By Steve Hynd
How's this for bare-faced cheek?
In a statement Wednesday, Karzai praised the conduct of the August 20 vote.
"The president praised the (election officials) for holding the election with honesty and impartiality despite all the difficulties," the presidential palace said in a statement.
Karzai knows that flys in the face of all the evidence. If you can't call the Afghan elections stolen then the phrase "stealing the election" loses all meaning. But Karzai is flinging down a gauntlet to the occupying Coalition, who now find themselves in the worst of all possible situations.
Although the U.S. and its Western allies are officially soft-pedalling on the election fiasco, saying that difficulties were always expected and everyone must wait for the official process to finish, it's clear from David Cameron's caught remarks yesterday that behind the scenes everyone is well aware of the truth.
In private remarks picked up by a BBC camera crew, the Tory leader was heard to say that disparities between the number of votes cast and the number of people who voted "could not be right".
The comments, made to shadow foreign secretary William Hague yesterday, are likely to be interpreted as opening a further gulf between himself and Prime Minister Gordon Brown on the elections.

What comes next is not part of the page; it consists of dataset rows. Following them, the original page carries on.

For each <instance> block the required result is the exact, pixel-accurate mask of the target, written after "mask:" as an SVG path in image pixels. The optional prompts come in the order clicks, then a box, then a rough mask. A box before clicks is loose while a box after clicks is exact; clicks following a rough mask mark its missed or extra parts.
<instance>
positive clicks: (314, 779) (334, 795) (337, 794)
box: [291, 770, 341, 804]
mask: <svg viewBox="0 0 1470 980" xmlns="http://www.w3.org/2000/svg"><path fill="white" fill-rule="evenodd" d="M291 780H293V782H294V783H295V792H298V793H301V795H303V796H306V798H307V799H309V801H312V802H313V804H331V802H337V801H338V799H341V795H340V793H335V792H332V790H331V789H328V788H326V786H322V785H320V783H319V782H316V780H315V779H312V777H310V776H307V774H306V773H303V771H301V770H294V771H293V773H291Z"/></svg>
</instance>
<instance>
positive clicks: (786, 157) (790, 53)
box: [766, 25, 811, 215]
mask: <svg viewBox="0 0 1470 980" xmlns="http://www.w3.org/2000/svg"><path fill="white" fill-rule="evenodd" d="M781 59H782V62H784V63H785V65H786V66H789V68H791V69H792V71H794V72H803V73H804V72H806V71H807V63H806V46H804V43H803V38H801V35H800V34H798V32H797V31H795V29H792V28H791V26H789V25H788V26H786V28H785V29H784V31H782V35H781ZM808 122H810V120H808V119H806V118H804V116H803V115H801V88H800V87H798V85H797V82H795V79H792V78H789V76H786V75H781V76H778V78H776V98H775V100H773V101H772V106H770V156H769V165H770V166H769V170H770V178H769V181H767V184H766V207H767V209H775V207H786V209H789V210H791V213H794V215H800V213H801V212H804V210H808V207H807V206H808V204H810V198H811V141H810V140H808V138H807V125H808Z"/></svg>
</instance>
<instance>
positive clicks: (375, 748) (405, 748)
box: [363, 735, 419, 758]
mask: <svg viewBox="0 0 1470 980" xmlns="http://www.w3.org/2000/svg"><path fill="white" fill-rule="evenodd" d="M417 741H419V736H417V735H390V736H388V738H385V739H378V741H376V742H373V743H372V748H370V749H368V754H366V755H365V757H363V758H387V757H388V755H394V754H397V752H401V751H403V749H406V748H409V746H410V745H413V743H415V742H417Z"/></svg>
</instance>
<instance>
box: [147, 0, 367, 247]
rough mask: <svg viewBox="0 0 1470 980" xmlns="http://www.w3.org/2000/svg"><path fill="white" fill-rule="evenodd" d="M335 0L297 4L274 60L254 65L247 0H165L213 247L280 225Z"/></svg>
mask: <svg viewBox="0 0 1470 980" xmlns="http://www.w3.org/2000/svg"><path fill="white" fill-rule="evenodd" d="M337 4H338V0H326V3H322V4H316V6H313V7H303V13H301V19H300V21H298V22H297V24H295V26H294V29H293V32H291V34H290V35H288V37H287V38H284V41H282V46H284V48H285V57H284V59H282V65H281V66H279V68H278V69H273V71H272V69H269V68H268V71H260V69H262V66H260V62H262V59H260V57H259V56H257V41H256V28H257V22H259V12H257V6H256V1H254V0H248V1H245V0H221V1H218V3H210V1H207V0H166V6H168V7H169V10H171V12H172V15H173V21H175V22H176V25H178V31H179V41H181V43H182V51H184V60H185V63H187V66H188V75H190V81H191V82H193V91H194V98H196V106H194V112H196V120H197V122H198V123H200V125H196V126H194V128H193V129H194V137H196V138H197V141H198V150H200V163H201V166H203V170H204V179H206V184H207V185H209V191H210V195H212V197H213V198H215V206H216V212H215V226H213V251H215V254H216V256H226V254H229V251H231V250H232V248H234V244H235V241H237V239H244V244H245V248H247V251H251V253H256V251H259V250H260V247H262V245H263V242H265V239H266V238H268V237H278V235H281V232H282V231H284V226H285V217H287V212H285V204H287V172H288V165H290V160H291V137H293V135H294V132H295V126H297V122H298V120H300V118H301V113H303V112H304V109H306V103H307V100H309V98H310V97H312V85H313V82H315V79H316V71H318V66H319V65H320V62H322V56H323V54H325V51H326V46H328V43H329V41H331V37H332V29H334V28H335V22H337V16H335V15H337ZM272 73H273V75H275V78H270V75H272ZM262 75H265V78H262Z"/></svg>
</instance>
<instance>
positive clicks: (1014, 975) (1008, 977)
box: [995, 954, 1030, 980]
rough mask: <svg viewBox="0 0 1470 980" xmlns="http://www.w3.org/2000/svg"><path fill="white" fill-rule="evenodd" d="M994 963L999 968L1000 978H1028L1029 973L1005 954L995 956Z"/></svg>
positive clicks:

Mr Cameron was recorded as saying: "The things that seem to have happened are so naked, you know, you just saw the number of votes and the number of people who actually turned up at polling stations. It just could not possibly be right."
He was talking to Mr Hague at the Imagination Centre in central London before he gave his speech on cutting pay and perks at Westminster.
Mr Hague said: "I remember the 1979 election in Nigeria and this is the same sort of thing."
Mr Cameron replied: "We should be very clear about that."
Now, if the West endorses Karzai it faces a new insurgency from disaffected Afghans who won't accept Karzai's shameless "Nixoning" of the election (stealing an election he probably could have won fairly). If the West denies Karzai's protestations of honesty and impartiality and thus Karzai's victory, they're likely to add a new insurgency composed of Karzai's narco-warlord backers to their list of enemies. Coalition forces are already fighting a hydra-headed insurgency comprising Taliban jihadists, nationalists against the Western occupation and the militias of narolords who aren't part of Karzai's ruling faction...all labelled conveniently as "Taliban" in a move reminiscent of the unhelpful way in which all insurgents in Iraq were labelled as "Al Qaeda" for too many years.
There's no way to lipstick this pig as "success".